Other app features include the ability to browse the entire SkyDrive, share any folder or file with one or more people, and create new folders. Users can also organize their files and folders according to personal preferences.

Microsoft has developed other apps for Apple’s mobile products, including Bing and OneNote. Despite their bitter rivalry in mobile operating systems and other categories, Microsoft has diligently continued to build software for the various Apple platforms: a wise move, considering the enduring popularity of the latter.

Rumors have circulated that Microsoft is planning on bringing a tablet-friendly version of Office to the iPad sometime in 2012, at least according to unnamed sources cited recently by The Daily. That publication added that a new version of Office for Mac OS X Lion is also in development for release sometime in 2012. Presumably, Microsoft is also prepping a touch-optimized version of Office for its own upcoming Windows 8 tablets.

Both Apple and Microsoft are battling Android for control of the mobile device space, although Microsoft seems to have made more progress in wounding their mutual opponent. Even as Microsoft’s Windows Phone scrambles for traction among smartphone users, the company’s legal team has maneuvered a growing list of Google Android device manufacturers into paying royalties for their products. Microsoft argues that Android violates many of its patents.

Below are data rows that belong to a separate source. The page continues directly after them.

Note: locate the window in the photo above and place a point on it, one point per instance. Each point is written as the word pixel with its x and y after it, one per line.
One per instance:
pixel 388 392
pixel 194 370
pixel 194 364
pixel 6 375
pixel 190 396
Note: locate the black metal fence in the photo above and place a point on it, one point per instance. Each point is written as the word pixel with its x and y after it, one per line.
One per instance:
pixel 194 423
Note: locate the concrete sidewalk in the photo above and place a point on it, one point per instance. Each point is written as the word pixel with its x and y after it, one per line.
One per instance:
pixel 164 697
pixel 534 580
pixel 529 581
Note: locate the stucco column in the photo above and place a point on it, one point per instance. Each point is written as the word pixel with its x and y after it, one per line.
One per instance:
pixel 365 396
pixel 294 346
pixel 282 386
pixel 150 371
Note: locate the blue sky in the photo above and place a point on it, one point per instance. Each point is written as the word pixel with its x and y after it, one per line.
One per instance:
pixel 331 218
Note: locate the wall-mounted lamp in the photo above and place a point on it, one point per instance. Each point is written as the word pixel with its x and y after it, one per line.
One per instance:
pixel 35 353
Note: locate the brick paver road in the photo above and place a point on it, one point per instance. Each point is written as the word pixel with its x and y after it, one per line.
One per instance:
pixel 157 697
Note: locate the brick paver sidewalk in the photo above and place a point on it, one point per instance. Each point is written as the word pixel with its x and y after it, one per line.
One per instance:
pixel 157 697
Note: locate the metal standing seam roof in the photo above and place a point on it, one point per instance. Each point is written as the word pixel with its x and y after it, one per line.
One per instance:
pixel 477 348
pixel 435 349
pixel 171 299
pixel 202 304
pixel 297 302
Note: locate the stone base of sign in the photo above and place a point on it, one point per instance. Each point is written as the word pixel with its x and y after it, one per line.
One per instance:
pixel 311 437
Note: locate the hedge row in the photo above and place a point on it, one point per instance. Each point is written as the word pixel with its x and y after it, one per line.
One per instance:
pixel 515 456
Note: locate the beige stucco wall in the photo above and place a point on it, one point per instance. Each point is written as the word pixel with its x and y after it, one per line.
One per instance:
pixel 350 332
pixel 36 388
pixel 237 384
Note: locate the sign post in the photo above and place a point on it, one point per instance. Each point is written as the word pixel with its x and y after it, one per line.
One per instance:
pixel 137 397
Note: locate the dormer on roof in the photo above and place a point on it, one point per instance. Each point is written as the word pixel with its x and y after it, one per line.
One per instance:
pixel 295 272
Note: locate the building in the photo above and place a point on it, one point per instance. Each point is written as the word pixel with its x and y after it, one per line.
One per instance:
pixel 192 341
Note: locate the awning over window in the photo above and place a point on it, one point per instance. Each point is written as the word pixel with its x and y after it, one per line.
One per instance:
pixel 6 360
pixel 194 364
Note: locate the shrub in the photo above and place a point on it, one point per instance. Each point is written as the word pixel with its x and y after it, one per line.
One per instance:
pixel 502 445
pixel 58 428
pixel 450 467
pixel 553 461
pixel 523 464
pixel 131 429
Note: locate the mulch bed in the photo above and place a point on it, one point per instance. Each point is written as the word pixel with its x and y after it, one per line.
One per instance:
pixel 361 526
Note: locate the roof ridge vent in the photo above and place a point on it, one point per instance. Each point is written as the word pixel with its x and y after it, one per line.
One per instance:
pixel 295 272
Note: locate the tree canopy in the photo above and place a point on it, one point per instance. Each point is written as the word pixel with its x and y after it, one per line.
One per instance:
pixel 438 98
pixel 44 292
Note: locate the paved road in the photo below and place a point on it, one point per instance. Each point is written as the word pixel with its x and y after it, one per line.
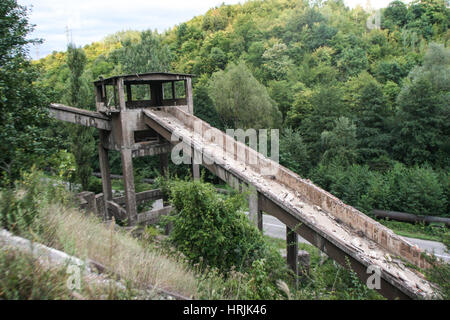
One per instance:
pixel 274 228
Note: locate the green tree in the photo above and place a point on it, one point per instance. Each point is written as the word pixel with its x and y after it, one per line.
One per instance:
pixel 422 122
pixel 340 143
pixel 394 15
pixel 82 138
pixel 293 152
pixel 23 116
pixel 240 100
pixel 149 54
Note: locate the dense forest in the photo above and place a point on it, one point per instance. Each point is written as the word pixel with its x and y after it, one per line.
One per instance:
pixel 362 109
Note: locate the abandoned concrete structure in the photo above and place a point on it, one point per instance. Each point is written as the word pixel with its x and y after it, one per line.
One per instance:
pixel 137 116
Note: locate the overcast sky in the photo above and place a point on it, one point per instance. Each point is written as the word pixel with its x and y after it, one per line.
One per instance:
pixel 92 20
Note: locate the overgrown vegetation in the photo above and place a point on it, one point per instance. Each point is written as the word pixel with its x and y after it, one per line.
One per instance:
pixel 213 232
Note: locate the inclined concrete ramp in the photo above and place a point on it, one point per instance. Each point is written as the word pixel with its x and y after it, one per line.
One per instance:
pixel 352 232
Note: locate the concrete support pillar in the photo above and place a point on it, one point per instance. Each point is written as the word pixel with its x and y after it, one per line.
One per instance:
pixel 254 214
pixel 292 250
pixel 128 182
pixel 163 163
pixel 196 160
pixel 105 171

Android royalties or no, Microsoft will need to face down the growing host of Android tablets-and the iPad-with its Windows 8 tablets. The upcoming operating system’s user interface is bifurcated into two separate environments: one filled with colorful tiles linked to applications, supposedly ideal for tablets, alongside a more traditional desktop that should appeal to power PC users. It seems a matter of course that Microsoft will develop apps of its more popular products for its flagship platform.